Repairs Ease Strain on Pumps at Top State Park

Stories of Progress in Achieving Healthy Waters

U.S. EPA Region 3 Water Protection Division

Lewes, Delaware • November 5, 2015

An EPA-funded sewer line project helped sharply reduce pressure on the aging wastewater pump station at Cape Henlopen – Delaware’s most visited state park.

The Delaware Division of Parks and Recreation tapped the EPA Clean Water State Revolving Fund (CWSRF) to fix more than 6,200 feet of crack-marred sewer pipes leading to the park’s century-old wastewater treatment plant. The cracks were allowing groundwater and stormwater to infiltrate the lines, forcing the pumps to work overtime to handle the increased flow – driving up costs and risking system failure.

“When the flows increase due to infiltration and inflow, your pumps overwork themselves and the flows increase operation and treatment costs at the wastewater treatment plant,” said Dr. Davison Mwale of the Delaware Department of Natural Resources and Environmental Control (DNREC).

And since the state’s busiest state park – with an estimated 1 million visitors a year – relies on the treatment plant to handle wastewater from its cabins, camp sites, beach bathhouses, signature fishing pier and other facilities, it’s critical that the pumps don’t fail.

“This was huge funding for us,” said Cindy Todd, construction project administrator for DNREC’s Division of Parks and Recreation.

Todd provided figures showing a steep drop in flows to the treatment plant since repairs to the sewer lines were completed in January 2015. This February, for example, the plant processed 74,000 gallons of wastewater compared to more than 1 million gallons in February 2014.

The sewage collection and treatment systems at the park have been in place since Cape Henlopen served as a military fort between 1914 and 1945. Water was entering through broken joints and cracks in the pipes, requiring the antiquated plant to process a volume it wasn’t designed to handle.

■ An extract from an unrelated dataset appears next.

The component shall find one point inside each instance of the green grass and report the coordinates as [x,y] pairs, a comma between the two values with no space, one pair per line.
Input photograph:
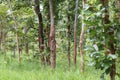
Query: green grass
[32,70]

The state used more than $630,000 from a CWSRF low-interest loan to reline the pipes – the second phase of a three-phase project to revamp the system. The loan will be repaid through park fees and, if necessary, state appropriations. In Phase 1, a series of pipes were replaced. Phase III will involve plans within the next four years for a new pump station. In addition to reducing the flow to the system, the pipe relining project is preventing untreated sanitary sewage from leaking into the local groundwater supply and is helping the plant address its nitrogen and phosphorus effluent limits.